Soil organic carbon (SOC) prediction using super learner algorithm based on the remote sensing variables

Abstract

The absorption of carbon into the soil and its accurate monitoring is crucial for crop production rates and for mitigating global warming through increased carbon sequestration. Soil organic carbon (SOC) predictions using machine learning techniques have been actively researched because of their ability to handle non-linear relationships and predict accurately with limited prior assumptions about underlying mechanisms. However, the selection of appropriate machine learning methods remains a subject of debate, since each study area has unique data patterns, leading to various prediction performance across different algorithm types. To address these challenges, superlearner algorithm was employed to predict SOC with data from four U.S. states: Arkansas, Idaho, Nebraska, and Utah. Remote sensing variables derived from Sentinel-2 and ALOS PALSAR were used as predictors, with feature selection applied.

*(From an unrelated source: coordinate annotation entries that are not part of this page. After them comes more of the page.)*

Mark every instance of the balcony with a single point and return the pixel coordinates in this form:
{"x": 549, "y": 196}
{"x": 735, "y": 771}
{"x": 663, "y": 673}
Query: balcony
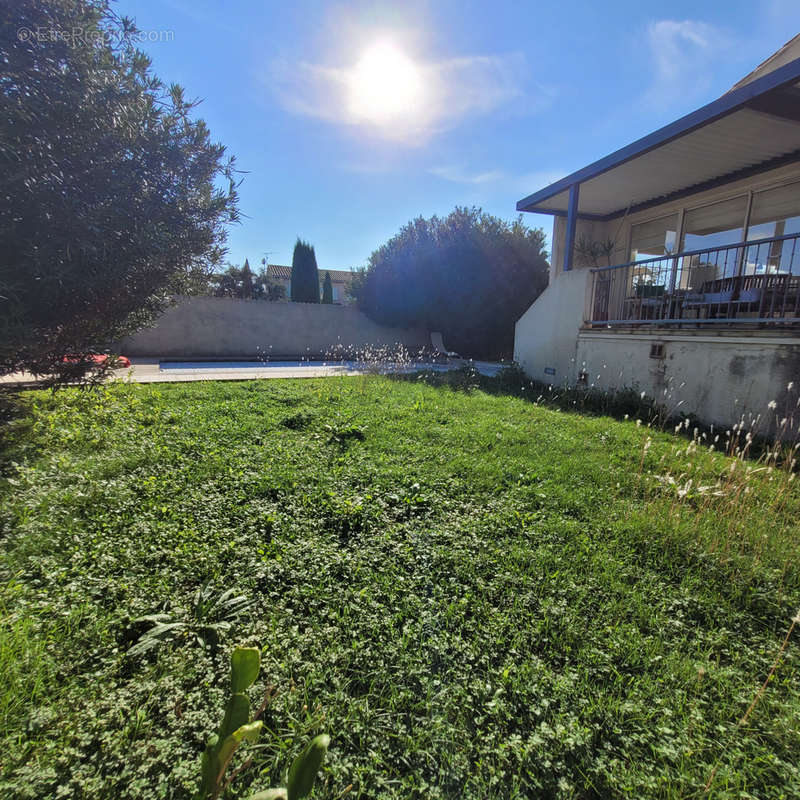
{"x": 753, "y": 283}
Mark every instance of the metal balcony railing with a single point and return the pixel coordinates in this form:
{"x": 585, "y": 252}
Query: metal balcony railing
{"x": 750, "y": 283}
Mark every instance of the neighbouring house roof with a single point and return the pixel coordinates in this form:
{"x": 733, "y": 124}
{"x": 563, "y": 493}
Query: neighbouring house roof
{"x": 753, "y": 127}
{"x": 285, "y": 273}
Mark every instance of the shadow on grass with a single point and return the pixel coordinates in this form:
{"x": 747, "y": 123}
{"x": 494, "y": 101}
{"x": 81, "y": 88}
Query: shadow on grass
{"x": 620, "y": 404}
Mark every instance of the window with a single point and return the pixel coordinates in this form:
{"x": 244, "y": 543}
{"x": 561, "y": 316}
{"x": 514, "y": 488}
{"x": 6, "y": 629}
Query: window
{"x": 649, "y": 240}
{"x": 709, "y": 227}
{"x": 774, "y": 213}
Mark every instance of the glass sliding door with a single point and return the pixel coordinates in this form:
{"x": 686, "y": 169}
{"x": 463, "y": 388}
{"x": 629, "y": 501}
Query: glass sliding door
{"x": 774, "y": 213}
{"x": 712, "y": 227}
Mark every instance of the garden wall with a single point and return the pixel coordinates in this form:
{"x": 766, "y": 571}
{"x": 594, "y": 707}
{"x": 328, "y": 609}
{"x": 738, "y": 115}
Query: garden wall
{"x": 221, "y": 327}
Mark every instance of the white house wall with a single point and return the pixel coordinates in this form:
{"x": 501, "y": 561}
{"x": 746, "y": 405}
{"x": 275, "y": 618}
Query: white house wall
{"x": 720, "y": 378}
{"x": 718, "y": 375}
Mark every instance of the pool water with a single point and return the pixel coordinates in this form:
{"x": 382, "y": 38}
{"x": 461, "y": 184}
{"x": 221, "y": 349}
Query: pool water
{"x": 168, "y": 365}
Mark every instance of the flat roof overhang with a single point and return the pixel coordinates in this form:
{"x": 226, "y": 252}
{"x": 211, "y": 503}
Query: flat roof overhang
{"x": 746, "y": 131}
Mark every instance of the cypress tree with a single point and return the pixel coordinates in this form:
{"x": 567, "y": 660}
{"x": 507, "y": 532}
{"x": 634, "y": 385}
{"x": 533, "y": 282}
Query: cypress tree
{"x": 247, "y": 281}
{"x": 305, "y": 277}
{"x": 327, "y": 289}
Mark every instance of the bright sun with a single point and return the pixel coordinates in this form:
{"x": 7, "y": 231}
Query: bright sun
{"x": 384, "y": 85}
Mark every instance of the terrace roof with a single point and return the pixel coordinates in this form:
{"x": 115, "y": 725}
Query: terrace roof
{"x": 753, "y": 127}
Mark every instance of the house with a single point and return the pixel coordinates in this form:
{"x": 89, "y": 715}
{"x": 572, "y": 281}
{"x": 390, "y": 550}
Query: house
{"x": 675, "y": 262}
{"x": 340, "y": 280}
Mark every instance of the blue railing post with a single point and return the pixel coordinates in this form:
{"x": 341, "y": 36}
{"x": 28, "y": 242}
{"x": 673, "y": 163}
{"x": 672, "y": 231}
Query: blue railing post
{"x": 572, "y": 221}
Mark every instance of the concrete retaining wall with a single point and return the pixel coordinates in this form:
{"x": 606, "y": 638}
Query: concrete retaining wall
{"x": 720, "y": 377}
{"x": 220, "y": 327}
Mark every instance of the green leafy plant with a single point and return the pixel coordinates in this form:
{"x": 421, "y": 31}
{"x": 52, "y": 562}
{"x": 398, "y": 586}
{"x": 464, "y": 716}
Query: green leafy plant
{"x": 208, "y": 617}
{"x": 237, "y": 728}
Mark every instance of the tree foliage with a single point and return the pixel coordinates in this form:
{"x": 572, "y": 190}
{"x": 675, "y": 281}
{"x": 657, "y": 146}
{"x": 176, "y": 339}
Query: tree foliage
{"x": 305, "y": 275}
{"x": 327, "y": 289}
{"x": 468, "y": 275}
{"x": 244, "y": 284}
{"x": 112, "y": 199}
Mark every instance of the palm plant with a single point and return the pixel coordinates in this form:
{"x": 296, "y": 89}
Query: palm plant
{"x": 207, "y": 618}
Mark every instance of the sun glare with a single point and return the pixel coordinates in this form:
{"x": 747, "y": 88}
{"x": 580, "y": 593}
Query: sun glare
{"x": 384, "y": 85}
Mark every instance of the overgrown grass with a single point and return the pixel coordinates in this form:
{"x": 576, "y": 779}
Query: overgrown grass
{"x": 475, "y": 595}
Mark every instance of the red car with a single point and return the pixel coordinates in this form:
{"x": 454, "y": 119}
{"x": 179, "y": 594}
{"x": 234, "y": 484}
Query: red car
{"x": 101, "y": 359}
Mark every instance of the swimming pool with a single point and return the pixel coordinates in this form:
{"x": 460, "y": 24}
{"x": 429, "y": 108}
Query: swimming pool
{"x": 229, "y": 365}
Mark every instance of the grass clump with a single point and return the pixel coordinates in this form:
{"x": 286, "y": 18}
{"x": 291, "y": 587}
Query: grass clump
{"x": 478, "y": 596}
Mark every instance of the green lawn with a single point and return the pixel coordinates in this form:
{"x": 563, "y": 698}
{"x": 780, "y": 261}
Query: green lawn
{"x": 475, "y": 595}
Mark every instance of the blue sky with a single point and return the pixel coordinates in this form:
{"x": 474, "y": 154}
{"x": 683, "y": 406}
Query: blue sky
{"x": 484, "y": 102}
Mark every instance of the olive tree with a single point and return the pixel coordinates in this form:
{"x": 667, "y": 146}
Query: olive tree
{"x": 113, "y": 197}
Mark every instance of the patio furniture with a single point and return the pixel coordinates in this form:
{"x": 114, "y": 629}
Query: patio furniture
{"x": 646, "y": 303}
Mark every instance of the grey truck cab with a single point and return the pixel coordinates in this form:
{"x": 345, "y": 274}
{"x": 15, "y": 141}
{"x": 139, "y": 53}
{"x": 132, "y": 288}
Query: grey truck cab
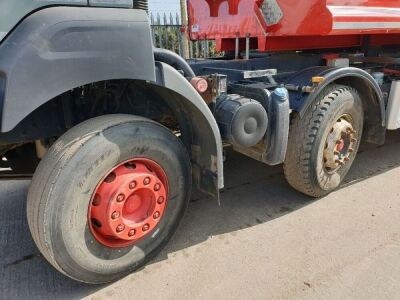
{"x": 78, "y": 75}
{"x": 117, "y": 133}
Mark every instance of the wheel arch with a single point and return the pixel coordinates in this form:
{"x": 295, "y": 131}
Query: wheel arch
{"x": 57, "y": 49}
{"x": 369, "y": 90}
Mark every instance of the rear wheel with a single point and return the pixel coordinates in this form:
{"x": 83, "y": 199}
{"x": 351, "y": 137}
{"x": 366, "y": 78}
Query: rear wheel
{"x": 108, "y": 196}
{"x": 324, "y": 142}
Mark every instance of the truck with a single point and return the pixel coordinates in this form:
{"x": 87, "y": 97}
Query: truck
{"x": 118, "y": 134}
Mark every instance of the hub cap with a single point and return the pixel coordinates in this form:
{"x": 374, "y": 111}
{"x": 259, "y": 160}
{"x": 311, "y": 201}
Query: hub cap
{"x": 128, "y": 203}
{"x": 340, "y": 144}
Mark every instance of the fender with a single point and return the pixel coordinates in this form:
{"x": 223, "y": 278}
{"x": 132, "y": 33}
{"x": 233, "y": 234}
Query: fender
{"x": 206, "y": 142}
{"x": 60, "y": 48}
{"x": 371, "y": 94}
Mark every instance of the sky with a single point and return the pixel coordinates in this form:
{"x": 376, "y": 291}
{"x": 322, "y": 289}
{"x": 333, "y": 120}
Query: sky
{"x": 160, "y": 6}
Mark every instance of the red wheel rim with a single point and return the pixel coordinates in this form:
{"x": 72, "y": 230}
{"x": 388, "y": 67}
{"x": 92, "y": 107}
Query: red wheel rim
{"x": 128, "y": 203}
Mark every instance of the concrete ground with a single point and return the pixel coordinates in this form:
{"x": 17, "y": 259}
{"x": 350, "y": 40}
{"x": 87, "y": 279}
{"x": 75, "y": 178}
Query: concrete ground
{"x": 265, "y": 241}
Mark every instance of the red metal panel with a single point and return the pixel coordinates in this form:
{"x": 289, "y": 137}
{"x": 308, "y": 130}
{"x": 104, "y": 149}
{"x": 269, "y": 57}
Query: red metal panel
{"x": 304, "y": 24}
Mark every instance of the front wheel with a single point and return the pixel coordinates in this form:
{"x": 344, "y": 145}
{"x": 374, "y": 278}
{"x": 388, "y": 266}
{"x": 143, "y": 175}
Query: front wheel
{"x": 108, "y": 196}
{"x": 324, "y": 142}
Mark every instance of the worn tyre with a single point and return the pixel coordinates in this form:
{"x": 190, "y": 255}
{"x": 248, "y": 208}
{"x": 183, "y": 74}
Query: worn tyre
{"x": 104, "y": 158}
{"x": 324, "y": 142}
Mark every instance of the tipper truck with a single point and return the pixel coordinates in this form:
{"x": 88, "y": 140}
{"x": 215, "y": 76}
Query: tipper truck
{"x": 118, "y": 134}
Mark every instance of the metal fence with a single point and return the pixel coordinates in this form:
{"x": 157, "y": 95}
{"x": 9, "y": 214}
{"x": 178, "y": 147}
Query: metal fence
{"x": 167, "y": 34}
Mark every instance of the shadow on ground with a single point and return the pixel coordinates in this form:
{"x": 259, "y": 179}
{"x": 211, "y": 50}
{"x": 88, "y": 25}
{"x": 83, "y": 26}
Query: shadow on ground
{"x": 254, "y": 194}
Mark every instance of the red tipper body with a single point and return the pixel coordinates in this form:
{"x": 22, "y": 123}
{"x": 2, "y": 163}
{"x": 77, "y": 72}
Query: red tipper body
{"x": 279, "y": 25}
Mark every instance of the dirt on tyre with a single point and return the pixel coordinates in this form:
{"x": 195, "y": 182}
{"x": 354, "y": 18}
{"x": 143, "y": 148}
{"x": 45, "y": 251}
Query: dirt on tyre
{"x": 323, "y": 143}
{"x": 108, "y": 196}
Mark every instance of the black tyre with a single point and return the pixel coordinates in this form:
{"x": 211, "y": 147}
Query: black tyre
{"x": 324, "y": 142}
{"x": 108, "y": 196}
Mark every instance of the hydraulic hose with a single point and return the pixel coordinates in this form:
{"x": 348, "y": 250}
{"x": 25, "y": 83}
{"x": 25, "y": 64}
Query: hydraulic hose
{"x": 141, "y": 4}
{"x": 173, "y": 59}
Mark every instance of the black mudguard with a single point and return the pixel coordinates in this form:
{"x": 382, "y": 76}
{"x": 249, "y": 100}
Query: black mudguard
{"x": 60, "y": 48}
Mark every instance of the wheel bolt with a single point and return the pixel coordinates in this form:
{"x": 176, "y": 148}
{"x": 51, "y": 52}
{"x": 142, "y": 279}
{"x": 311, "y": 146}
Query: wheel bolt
{"x": 120, "y": 227}
{"x": 132, "y": 185}
{"x": 146, "y": 181}
{"x": 120, "y": 197}
{"x": 160, "y": 200}
{"x": 115, "y": 215}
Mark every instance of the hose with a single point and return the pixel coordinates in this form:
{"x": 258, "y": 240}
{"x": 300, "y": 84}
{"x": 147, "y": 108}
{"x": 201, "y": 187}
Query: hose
{"x": 141, "y": 4}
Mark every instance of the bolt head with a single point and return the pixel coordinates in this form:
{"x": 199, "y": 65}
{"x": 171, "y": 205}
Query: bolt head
{"x": 146, "y": 181}
{"x": 120, "y": 197}
{"x": 132, "y": 185}
{"x": 115, "y": 215}
{"x": 120, "y": 228}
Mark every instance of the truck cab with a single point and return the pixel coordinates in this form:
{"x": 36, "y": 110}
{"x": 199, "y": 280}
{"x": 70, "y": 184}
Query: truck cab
{"x": 117, "y": 134}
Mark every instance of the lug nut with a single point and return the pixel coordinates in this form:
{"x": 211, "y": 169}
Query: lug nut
{"x": 146, "y": 181}
{"x": 339, "y": 162}
{"x": 120, "y": 227}
{"x": 132, "y": 185}
{"x": 120, "y": 197}
{"x": 115, "y": 215}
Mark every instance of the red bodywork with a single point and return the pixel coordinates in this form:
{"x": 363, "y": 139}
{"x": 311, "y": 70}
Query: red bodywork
{"x": 295, "y": 24}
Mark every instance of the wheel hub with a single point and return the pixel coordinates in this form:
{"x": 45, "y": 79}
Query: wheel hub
{"x": 340, "y": 144}
{"x": 128, "y": 203}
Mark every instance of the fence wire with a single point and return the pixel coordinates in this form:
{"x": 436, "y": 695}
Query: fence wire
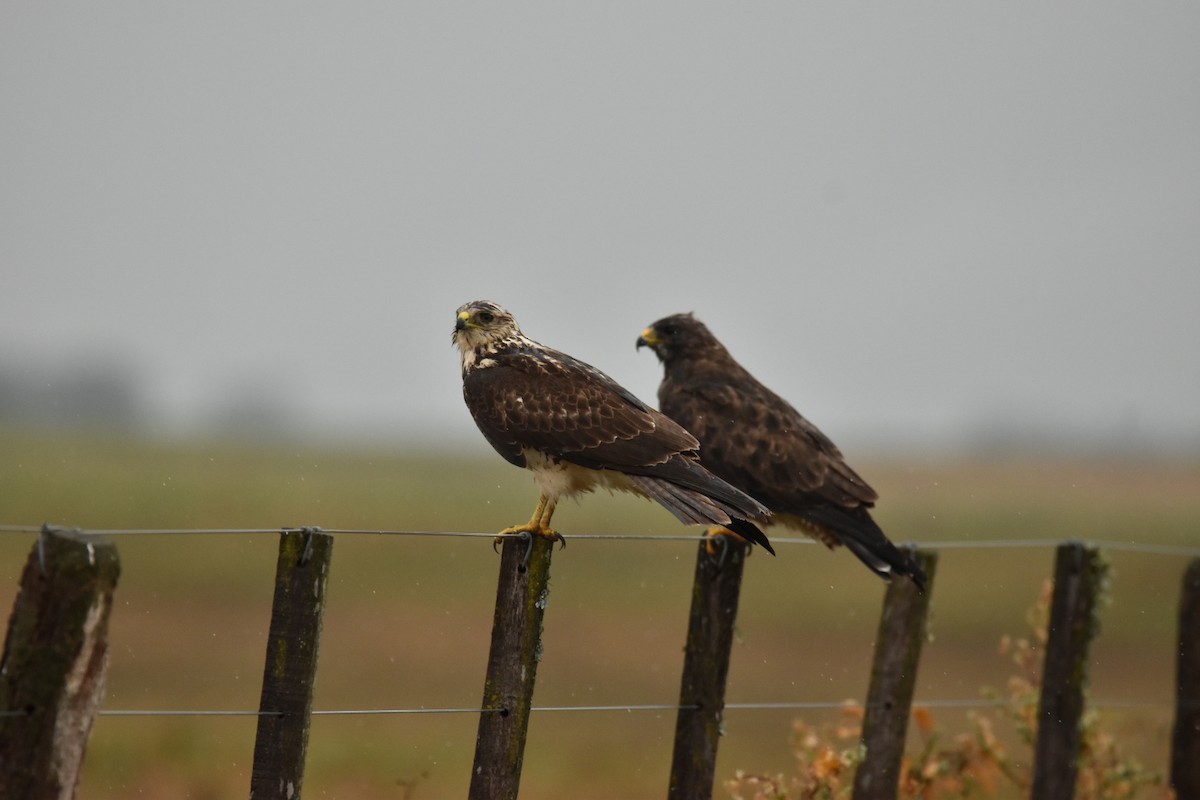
{"x": 816, "y": 705}
{"x": 983, "y": 543}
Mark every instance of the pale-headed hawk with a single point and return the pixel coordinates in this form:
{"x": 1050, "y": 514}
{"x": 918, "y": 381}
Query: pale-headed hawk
{"x": 577, "y": 429}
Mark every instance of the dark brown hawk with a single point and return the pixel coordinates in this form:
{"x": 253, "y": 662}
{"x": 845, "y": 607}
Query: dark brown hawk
{"x": 754, "y": 439}
{"x": 577, "y": 429}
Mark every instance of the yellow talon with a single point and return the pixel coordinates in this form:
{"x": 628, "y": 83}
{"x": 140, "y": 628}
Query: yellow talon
{"x": 715, "y": 547}
{"x": 538, "y": 525}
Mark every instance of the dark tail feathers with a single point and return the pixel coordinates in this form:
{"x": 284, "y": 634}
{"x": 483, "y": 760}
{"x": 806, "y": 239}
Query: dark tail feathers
{"x": 863, "y": 537}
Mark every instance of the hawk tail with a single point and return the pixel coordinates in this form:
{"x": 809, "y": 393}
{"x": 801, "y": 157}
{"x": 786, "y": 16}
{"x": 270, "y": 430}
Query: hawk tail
{"x": 863, "y": 537}
{"x": 694, "y": 507}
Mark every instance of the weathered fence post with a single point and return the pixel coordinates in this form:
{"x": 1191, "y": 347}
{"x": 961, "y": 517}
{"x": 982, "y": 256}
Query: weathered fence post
{"x": 1079, "y": 578}
{"x": 54, "y": 663}
{"x": 521, "y": 597}
{"x": 706, "y": 666}
{"x": 901, "y": 633}
{"x": 301, "y": 576}
{"x": 1186, "y": 737}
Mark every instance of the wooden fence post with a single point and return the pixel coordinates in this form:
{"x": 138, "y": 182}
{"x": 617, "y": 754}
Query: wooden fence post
{"x": 901, "y": 633}
{"x": 54, "y": 663}
{"x": 706, "y": 666}
{"x": 301, "y": 576}
{"x": 521, "y": 597}
{"x": 1074, "y": 621}
{"x": 1186, "y": 735}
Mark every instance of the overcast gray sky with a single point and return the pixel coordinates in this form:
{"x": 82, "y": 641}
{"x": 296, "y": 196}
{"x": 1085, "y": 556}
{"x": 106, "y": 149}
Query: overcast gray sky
{"x": 909, "y": 218}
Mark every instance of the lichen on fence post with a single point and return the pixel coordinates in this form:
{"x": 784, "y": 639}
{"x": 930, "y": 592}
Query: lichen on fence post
{"x": 1079, "y": 583}
{"x": 54, "y": 663}
{"x": 301, "y": 577}
{"x": 1186, "y": 735}
{"x": 903, "y": 631}
{"x": 521, "y": 596}
{"x": 714, "y": 608}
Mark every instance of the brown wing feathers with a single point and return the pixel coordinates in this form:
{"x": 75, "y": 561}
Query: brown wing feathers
{"x": 550, "y": 402}
{"x": 754, "y": 439}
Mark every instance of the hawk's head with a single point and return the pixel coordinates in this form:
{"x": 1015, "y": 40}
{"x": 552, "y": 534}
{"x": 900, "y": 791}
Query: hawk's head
{"x": 481, "y": 324}
{"x": 679, "y": 336}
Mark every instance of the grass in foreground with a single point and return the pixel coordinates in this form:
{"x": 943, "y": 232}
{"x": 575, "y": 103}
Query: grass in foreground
{"x": 408, "y": 618}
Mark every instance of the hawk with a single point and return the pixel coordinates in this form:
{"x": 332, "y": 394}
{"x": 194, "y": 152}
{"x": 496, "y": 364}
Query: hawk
{"x": 576, "y": 429}
{"x": 753, "y": 438}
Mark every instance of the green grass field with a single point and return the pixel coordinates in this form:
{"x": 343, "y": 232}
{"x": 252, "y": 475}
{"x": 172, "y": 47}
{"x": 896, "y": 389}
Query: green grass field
{"x": 408, "y": 617}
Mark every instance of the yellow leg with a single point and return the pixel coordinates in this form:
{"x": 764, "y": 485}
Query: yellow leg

Results indicated that the linear regression-based superlearner achieved higher accuracy (nRMSE: 7.6 %, R²: 0.804) compared to the random forest-based model (nRMSE: 8.3 %, R²: 0.768), likely due to its ability to better capture the specific data patterns through careful base learner selection and hyperparameter optimization. In contrast, the random forest-based model demonstrated low variance in accuracy across different base learner combinations. Both models were used to predict SOC at new locations in Salt Lake City, Utah, with the linear regression-based model showing more accurate prediction results (nRMSE: 52.9 %, RMSE: 0.48 % OC). This study of the selection of ML algorithms facilitates more reliable monitoring of SOC in various environmental circumstances, supporting establishment of strategies for addressing climate change and for agricultural production by quantifying SOC accurately.